L’International E – Waste Day, che dal 2018 cade nella giornata del 14 ottobre grazie al WEEE Forum. è un’importante occasione per riflettere sull’impatto sociale ed ambientale dei nostri rifiuti eletterici ed elettronici (RAEE), quindi ragionare su strategie per limitarne l’impatto e diffondere la cultura di un loro uso e riuso responsabile

Sono infatti 53,8 milioni le tonnellate di RAEE prodotti nel mondo e solo il 17,4% viene correttamente riciclato. E tutto questo considerando che al 2050 si stima un aumento a 120 milioni di tonnellate. Scarica la nostra infografica al LINK.

Per l’occasione abbiamo organizzato un percorso educativo per alcune classi del Liceo scientifico Sabin di Bologna con partner Erion ed Enea nel tentativo di renderli più consapevoli sul riconoscimento di un RAEE, sul suo corretto smaltimento, sugli impatti della loro produzione per il clima, per il consumo delle risorse e per le comunità locali in cui le materie prime vengono estratte. Inoltre, durante il periodo del percorso è stato posizionato un apposito bidone all’esterno del liceo per consentire agli studenti di conferire correttamente i loro dispositivi non più funzionanti affinchè possano essere indirizzati alle corrette filiere di recupero.

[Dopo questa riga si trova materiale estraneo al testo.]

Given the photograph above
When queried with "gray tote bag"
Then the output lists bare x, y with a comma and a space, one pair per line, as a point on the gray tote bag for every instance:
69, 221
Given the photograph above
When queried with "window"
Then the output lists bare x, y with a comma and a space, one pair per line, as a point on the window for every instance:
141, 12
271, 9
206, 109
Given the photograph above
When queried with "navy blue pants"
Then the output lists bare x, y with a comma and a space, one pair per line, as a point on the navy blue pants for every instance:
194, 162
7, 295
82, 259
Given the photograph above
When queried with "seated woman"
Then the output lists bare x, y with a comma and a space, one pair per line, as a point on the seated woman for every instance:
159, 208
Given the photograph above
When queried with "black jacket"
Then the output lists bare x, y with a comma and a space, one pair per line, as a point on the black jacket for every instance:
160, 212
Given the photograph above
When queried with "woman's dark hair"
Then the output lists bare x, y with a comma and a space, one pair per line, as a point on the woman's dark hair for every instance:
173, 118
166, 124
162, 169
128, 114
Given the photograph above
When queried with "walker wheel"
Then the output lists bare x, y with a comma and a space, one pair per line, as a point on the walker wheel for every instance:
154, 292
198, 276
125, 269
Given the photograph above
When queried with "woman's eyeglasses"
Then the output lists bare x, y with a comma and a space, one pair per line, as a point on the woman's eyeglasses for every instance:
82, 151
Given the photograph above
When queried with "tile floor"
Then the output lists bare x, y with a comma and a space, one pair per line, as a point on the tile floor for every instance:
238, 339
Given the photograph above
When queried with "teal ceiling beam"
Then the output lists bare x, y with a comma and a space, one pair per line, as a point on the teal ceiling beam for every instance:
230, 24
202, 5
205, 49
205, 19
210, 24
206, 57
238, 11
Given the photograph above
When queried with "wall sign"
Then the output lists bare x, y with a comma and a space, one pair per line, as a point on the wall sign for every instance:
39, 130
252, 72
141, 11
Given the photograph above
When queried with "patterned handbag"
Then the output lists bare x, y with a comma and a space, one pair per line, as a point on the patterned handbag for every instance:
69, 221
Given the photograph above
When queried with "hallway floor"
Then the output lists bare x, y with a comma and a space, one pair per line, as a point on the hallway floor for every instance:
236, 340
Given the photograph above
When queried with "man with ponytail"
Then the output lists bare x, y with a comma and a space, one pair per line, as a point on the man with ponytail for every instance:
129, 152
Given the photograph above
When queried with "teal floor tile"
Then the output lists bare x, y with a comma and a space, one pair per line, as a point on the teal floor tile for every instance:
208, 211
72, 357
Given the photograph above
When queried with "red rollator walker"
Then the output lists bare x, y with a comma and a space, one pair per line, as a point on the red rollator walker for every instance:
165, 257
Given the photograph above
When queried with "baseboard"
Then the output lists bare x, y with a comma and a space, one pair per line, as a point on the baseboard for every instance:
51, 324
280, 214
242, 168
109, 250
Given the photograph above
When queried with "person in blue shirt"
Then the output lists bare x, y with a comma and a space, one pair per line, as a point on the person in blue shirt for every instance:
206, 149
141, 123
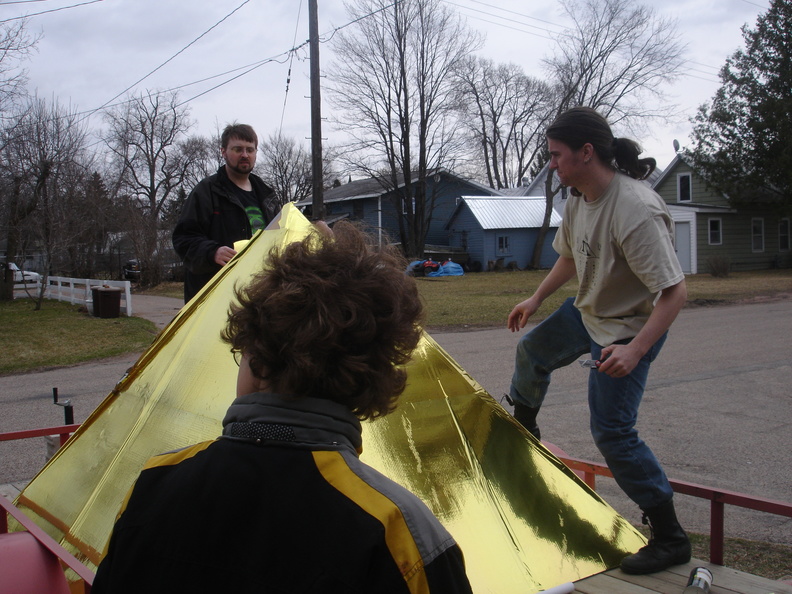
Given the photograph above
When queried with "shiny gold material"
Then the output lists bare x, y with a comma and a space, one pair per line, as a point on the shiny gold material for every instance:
524, 521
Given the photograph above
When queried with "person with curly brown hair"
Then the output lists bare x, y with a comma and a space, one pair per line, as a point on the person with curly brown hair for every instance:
281, 501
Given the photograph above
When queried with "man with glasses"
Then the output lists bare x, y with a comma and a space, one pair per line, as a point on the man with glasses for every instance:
228, 206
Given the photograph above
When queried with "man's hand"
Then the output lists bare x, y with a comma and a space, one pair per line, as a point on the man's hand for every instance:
224, 254
618, 360
518, 318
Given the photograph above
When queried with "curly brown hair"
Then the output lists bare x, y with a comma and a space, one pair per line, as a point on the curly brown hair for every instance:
330, 317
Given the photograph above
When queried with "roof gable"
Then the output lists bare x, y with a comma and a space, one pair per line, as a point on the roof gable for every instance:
373, 187
507, 213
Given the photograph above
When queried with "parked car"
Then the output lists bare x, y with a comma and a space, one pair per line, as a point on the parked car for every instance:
24, 276
131, 270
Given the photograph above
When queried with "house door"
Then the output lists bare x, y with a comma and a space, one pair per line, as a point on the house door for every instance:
682, 245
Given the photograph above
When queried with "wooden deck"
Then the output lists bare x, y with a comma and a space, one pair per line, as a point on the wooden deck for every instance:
673, 581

Le lezioni sono oltretutto l’occasione per presentare ai ragazzi i progetti in campo su questo tema, come InnoWEEE, WEEE4Future,Belt (relativo alla nuova etichettatura energetica degli elettrodomestici) ed il progetto ECCO – Economie Circolari sul tema dei Green Jobs

 

 

Di seguito alcune nostre considerazioni sul tema dell’impatto dei rifiuti elettronici

Ad oggi, l’estrazione dei materiali necessari a produrre i nostri accessori elettrici (ma fondamentali anche per le auto “green”), non è eticamente sostenibile.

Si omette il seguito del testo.